La Corée du Sud, le Singapour, la Chine, les États-Unis, l’Arabie saoudite, le Koweït et maints autres l’ont déjà lancé, et leurs clients profitent de cette nouvelle expérience de connectivité, d’autant plus que des appareils qui lui sont  compatibles sont désormais disponibles sur les marchés.

D’autre part, des pays tels que le Canada ont des difficultés à choisir l’opérateur auquel spectre devra être  confié ou même organiser une enchère ! Le scénario du délai de l’enchère a eu lieu notamment  en Egypte et Tunisie, durant l’allocation du spectre de la 4G pour générer plus de revenus.

Les régulateurs européens d’Allemagne et Irlande ont déjà informé les opérateurs en place ou toute entité utilisant les fréquences allouées à la 5G, que leurs licences ne seront pas renouvelées en vue de soutenir  son déploiement le plus tôt possible. 

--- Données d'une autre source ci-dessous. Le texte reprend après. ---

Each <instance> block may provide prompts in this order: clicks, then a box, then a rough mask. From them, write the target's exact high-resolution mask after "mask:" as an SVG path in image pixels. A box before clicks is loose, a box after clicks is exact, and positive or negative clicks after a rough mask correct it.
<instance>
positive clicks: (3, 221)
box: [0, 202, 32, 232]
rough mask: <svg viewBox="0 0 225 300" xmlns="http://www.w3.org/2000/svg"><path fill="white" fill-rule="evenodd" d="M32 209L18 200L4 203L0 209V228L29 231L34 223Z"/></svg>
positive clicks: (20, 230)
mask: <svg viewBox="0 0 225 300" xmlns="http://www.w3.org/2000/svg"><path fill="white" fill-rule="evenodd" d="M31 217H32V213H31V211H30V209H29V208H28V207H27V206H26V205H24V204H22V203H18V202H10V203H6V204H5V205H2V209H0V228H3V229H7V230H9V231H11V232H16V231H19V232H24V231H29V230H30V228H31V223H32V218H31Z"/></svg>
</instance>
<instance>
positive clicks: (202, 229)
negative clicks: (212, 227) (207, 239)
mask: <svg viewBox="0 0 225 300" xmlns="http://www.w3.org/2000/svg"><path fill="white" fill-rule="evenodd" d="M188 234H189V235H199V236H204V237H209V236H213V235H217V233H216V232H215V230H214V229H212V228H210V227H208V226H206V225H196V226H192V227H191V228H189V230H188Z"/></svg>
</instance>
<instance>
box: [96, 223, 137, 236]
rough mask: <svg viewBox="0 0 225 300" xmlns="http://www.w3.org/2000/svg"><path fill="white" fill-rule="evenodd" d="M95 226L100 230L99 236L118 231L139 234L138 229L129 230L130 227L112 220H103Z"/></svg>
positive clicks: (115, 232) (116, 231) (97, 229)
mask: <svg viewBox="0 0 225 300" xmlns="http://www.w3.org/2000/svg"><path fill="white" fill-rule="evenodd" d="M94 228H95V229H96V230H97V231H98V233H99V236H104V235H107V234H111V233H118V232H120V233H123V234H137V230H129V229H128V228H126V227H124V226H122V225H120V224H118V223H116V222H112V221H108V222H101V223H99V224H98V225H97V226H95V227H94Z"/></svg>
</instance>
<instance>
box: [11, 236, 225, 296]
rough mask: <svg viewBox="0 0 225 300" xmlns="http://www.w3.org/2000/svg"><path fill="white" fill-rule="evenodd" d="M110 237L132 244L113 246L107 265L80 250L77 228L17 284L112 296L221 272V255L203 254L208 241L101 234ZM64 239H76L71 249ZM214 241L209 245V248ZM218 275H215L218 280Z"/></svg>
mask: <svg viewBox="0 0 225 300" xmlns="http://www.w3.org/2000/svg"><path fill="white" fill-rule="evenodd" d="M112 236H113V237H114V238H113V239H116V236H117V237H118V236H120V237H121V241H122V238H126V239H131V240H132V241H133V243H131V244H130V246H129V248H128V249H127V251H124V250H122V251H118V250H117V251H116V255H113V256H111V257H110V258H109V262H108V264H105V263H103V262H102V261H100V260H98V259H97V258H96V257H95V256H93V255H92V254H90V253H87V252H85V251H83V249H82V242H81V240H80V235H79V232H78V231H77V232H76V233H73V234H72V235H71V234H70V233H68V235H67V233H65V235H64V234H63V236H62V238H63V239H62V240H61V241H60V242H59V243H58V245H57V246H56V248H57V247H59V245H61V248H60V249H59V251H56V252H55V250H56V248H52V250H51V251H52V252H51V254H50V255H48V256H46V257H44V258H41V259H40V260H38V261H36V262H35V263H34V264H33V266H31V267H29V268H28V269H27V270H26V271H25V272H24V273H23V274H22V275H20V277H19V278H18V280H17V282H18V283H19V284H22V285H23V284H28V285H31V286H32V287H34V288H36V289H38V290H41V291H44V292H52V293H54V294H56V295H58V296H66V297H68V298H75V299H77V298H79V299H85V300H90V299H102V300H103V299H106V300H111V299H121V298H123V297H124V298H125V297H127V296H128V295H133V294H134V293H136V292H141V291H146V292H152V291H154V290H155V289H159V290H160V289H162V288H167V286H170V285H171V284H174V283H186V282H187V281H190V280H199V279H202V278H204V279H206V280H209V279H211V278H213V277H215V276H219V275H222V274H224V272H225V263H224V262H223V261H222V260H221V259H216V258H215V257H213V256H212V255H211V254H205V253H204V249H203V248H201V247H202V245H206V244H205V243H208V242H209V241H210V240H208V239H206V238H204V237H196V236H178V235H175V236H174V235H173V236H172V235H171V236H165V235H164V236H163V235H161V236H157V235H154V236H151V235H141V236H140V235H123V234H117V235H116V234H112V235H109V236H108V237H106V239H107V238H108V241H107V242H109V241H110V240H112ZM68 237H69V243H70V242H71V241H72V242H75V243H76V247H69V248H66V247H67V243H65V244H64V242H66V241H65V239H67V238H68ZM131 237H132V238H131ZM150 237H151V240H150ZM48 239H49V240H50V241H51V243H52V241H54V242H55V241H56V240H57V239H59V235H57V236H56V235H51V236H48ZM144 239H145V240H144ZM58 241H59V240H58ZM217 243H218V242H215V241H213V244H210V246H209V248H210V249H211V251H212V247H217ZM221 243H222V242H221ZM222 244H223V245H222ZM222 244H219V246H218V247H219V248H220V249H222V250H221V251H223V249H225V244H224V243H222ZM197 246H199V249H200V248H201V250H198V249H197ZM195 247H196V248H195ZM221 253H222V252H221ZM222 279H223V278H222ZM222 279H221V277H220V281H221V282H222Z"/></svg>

En Amérique du Nord, les États-Unis occupent la première place quant au R&D de la 5G. Ils sont en train d’utiliser la bande de 600 MHz (2x35 MHz) à l’extrémité inférieure du spectre de la fréquence, la bande 3100 – 3550 MHz et la bande 3700 – 4200 MHz. A l’extrémité supérieure du spectre de la fréquence, ils utilisent la bande 27,5 – 28,35 GHz et la bande 37 – 40 GHz.

Le Canada traîne encore alors que le Conseil de radiodiffusion et des télécommunications (CRTC) compte lancer l’enchère de la 5G en 2020, plaçant ainsi le pays parmi les derniers à lancer cette technologie incroyable au moment où les deux opérateurs canadiens sont prêts à le faire, notamment au niveau des essais et des investissements.